Recent network performance enhancements in the Linux kernel
There are a number of new options for improving network performance starting in the 6.x Linux kernels that are covered in detail in our 2024 INDIS workshop paper, "Recent Linux Improvements that Impact TCP Throughput: Insights from R&E Networks".
A short summary of these improvements are below.
Kernel upgrades
Using the newest Linux kernel (6.8 in September, 2024), we see up to 38% improved performance on the WAN, and 30% improvement on a LAN, compared with the 5.15 kernel.
See this page for instructions on installing the latest supported kernels.
Receiver HW GRO
New receiver side optimizations are available for Nvidia ConnectX-7 network cards with firmware >= 28.42.1000 on Linux 6.11, which include receiver side hardware accelerated GRO and header-data split. Other new NICs from Intel and Broadcom might support this as well.
Preliminary results from the developer suggests up to 60% throughput improvement for single stream tests.
Our initial results show a 33% improvement on AMD hosts (40 Gbps vs 53 Gbps), and a 5% improvement (62 Gbps vs 65 Gbps) on Intel hosts after enabling hardware GRO on the receiver for single stream tests with a 9K MTU.
For tests with a 1500B MTU on Intel hosts we saw an impressive 160% improvement in throughput (24 Gbps vs 62 Gbps).
To enable HR GRO, do the following:
# Note: cant do ring buffers > 4k with HW GRO. 2K buffers seem to work well.
/usr/sbin/ethtool -G eth100 tx 2048 rx 2048
/usr/sbin/ethtool -K eth100 rx-gro-hw on
Also note that when doing receiver HW GRO, using a MSS of 8K was around 5% faster than using the iperf3 default of MTU-40.
More details coming soon.
BIG TCP
(more details coming soon. See the INDIS paper for results)

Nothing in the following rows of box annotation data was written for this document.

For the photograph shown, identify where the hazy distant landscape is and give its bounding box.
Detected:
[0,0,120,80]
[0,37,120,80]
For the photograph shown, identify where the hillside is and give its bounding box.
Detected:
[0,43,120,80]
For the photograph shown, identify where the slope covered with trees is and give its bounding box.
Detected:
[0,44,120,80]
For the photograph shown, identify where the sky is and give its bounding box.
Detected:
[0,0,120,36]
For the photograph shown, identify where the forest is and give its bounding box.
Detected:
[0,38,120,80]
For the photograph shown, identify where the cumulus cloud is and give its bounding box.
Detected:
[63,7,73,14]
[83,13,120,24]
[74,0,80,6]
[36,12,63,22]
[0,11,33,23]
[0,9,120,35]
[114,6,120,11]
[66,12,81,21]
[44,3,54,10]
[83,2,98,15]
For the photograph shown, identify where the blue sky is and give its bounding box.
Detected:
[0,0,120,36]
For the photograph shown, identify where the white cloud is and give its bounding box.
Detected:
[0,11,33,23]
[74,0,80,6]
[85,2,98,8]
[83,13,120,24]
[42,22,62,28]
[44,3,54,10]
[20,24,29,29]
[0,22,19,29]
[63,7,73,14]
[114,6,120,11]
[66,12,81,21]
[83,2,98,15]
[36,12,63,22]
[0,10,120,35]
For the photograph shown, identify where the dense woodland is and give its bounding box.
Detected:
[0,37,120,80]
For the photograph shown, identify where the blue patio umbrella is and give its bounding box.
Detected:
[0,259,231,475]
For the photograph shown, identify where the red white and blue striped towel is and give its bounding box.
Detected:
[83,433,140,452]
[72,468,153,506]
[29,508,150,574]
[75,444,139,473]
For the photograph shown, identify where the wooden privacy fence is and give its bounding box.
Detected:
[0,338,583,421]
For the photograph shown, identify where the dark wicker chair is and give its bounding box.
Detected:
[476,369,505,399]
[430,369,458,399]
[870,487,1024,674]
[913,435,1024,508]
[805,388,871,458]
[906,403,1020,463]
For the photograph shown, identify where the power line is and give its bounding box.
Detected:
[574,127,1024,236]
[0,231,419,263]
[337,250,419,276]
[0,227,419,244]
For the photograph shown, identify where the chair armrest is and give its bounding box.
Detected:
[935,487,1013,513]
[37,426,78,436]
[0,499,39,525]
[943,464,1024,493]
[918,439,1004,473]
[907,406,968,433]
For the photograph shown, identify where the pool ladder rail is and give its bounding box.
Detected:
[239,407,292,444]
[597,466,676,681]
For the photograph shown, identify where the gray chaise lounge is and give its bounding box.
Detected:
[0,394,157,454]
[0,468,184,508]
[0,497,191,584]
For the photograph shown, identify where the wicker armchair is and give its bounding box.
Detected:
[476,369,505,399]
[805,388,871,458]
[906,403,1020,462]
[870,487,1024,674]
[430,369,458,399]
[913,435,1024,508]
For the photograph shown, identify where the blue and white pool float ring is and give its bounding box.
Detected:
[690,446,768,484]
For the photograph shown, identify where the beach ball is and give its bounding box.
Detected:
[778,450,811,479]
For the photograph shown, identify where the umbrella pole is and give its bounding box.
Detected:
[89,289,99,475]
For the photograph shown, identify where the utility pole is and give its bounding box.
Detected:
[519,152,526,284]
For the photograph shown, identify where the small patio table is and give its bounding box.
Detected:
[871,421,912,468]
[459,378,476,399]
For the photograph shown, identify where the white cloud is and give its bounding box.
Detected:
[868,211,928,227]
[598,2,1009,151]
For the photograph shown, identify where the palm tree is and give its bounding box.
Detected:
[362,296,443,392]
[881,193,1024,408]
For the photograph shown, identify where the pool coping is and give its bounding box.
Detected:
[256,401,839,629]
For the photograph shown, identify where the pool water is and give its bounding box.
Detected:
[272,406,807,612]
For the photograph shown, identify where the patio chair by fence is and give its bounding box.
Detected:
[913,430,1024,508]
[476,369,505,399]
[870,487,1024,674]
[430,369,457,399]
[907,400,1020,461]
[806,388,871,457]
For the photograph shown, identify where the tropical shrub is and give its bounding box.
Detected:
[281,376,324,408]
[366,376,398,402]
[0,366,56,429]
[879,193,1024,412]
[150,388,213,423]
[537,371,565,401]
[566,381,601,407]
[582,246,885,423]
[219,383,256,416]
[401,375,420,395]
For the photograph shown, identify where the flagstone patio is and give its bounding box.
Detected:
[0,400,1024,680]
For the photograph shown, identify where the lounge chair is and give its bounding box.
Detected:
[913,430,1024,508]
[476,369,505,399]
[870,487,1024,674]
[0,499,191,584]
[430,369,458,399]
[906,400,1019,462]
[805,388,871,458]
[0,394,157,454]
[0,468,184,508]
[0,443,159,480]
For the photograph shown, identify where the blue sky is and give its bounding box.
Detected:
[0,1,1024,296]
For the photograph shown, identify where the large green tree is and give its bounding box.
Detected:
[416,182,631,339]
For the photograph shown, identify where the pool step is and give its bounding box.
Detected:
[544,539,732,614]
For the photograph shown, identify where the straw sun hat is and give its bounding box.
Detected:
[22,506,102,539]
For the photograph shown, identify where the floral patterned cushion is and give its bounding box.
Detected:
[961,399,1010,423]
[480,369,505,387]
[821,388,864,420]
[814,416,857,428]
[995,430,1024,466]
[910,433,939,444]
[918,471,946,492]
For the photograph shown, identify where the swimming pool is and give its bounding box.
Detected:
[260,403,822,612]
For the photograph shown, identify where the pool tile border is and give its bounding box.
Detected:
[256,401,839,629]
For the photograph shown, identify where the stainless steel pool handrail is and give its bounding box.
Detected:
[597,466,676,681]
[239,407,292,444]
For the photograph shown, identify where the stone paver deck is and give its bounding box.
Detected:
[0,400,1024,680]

To enable BIG TCP, here are the commands for IPv4 and IPv6
/usr/sbin/ip link set dev ethN gso_ipv4_max_size 150000 gro_ipv4_max_size 150000
/usr/sbin/ip link set dev ethN gro_max_size 185000 gso_max_size 185000
If you are using VLANs, you'll need to run that command for each VLAN as well.
More information at: https://lwn.net/Articles/884104/ and https://netdevconf.info/0x15/slides/35/BIG%20TCP.pdf
Some recommend setting this when doing BIG TCP:
/usr/sbin/ethtool --set-priv-flags eth100 rx_striding_rq off
Overall we have not seen big throughput improvements with BIG TCP, but CPU load is somewhat less. A problem with BIG TCP is that to it requires a custom built kernel allowing for larger values for MAX_SKB_FRAGS to see the full advantage of BIG TCP.